What is the Purpose of a Bail Bond?
The rules that apply to bail bonds in Raleigh and all throughout North Carolina is the same, as it is similar to other states. A bail bond is an assurance that a person will appear in court even after his release from jail. If the defendant attends all required court appearances, there is a full bail refund. However, those who fail to appear will forfeit their bonds and will not get what they paid for as bail. will forfeit the bond by not showing up leaves no chances of getting their money back.
How are Bail Bonds Set?
A judge determines the amount of bail. Judges normally follow standard practices like setting bail for nonviolent petty misdemeanors at $500; however, they can increase or lower the standard bail depending on relevant facts and circumstances surrounding the individual’s case.
Aside from the nature of the crime, other factors that affect the amount of bail set are defendant’s past criminal record; if they have close ties with their relatives and their community; or whether they are employed or not. If the bail bond is reasonable, a person close to the defendant can post the bail. However, if it is too high, a bail bondsman can assist the defendant.
What is a Bail Bondsman?
A bail bondsman or a bail bonds agency may pledge money for a defendant’s bail.

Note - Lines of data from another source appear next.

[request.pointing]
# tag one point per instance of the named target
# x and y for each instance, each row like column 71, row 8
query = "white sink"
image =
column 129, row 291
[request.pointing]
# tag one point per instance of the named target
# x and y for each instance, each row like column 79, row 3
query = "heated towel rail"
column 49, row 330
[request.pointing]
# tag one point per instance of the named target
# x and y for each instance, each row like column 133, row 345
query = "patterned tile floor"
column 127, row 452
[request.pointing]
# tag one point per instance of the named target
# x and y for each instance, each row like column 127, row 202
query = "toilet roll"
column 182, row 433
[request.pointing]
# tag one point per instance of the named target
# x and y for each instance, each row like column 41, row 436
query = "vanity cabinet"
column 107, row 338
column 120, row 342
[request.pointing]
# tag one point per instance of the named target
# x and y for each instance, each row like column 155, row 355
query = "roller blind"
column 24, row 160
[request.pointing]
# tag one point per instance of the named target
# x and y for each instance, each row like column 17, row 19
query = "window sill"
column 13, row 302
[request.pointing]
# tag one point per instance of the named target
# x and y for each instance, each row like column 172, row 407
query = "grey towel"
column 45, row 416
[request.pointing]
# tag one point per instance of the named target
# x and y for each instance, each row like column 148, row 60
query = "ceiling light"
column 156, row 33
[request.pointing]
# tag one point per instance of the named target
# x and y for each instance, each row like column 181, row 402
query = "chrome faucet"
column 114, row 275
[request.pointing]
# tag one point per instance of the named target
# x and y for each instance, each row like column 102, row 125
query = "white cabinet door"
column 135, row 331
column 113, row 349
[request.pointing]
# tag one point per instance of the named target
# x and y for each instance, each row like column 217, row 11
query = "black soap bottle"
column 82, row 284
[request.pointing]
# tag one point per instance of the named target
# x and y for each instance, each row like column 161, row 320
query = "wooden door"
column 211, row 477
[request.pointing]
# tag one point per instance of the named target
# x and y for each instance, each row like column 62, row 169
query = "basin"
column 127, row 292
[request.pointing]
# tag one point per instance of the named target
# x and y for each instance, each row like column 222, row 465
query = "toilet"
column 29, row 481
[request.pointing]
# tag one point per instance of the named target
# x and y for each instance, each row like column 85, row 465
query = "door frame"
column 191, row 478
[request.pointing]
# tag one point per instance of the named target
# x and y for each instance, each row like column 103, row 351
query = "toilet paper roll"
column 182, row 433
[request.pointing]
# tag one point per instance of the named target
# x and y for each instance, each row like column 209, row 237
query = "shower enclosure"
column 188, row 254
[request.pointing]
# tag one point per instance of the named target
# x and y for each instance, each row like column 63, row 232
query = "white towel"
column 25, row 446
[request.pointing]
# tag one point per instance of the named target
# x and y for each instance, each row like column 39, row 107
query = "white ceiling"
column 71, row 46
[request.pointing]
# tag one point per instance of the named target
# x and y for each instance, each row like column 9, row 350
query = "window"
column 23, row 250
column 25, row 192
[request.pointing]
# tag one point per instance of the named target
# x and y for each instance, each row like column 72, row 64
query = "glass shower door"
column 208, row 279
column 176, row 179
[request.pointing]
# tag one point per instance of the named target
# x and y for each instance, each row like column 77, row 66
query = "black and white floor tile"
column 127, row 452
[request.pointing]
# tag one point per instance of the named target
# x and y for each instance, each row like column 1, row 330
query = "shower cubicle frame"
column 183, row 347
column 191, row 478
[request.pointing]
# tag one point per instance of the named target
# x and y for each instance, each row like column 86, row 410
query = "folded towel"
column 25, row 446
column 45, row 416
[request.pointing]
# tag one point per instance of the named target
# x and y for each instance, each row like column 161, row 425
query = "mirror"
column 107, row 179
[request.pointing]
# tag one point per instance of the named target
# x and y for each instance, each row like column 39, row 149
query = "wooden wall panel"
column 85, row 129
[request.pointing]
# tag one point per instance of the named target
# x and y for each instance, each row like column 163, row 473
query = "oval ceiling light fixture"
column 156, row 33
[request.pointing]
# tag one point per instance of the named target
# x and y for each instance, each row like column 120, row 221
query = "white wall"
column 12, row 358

Once they sign the bail bond, it now becomes their responsibility to make sure the defendant appears in court. If the defendant fails to do so, the bail bondsman has to present the defendant in court within 150 days or pay the full bail. Forfeited bail money goes to the public school system of North Carolina.
If the bail bondsman is successful in presenting the defendant to the court, the bond becomes void. In North Carolina, the cost of the bail bondsman’s service is 15 percent of the amount of the bond.
A bail bond is a quick solution if one wants to avoid staying in jail while waiting for his day in court. However, if they cannot afford the bail set by the judge, they can turn to a bail bondsman to help them out.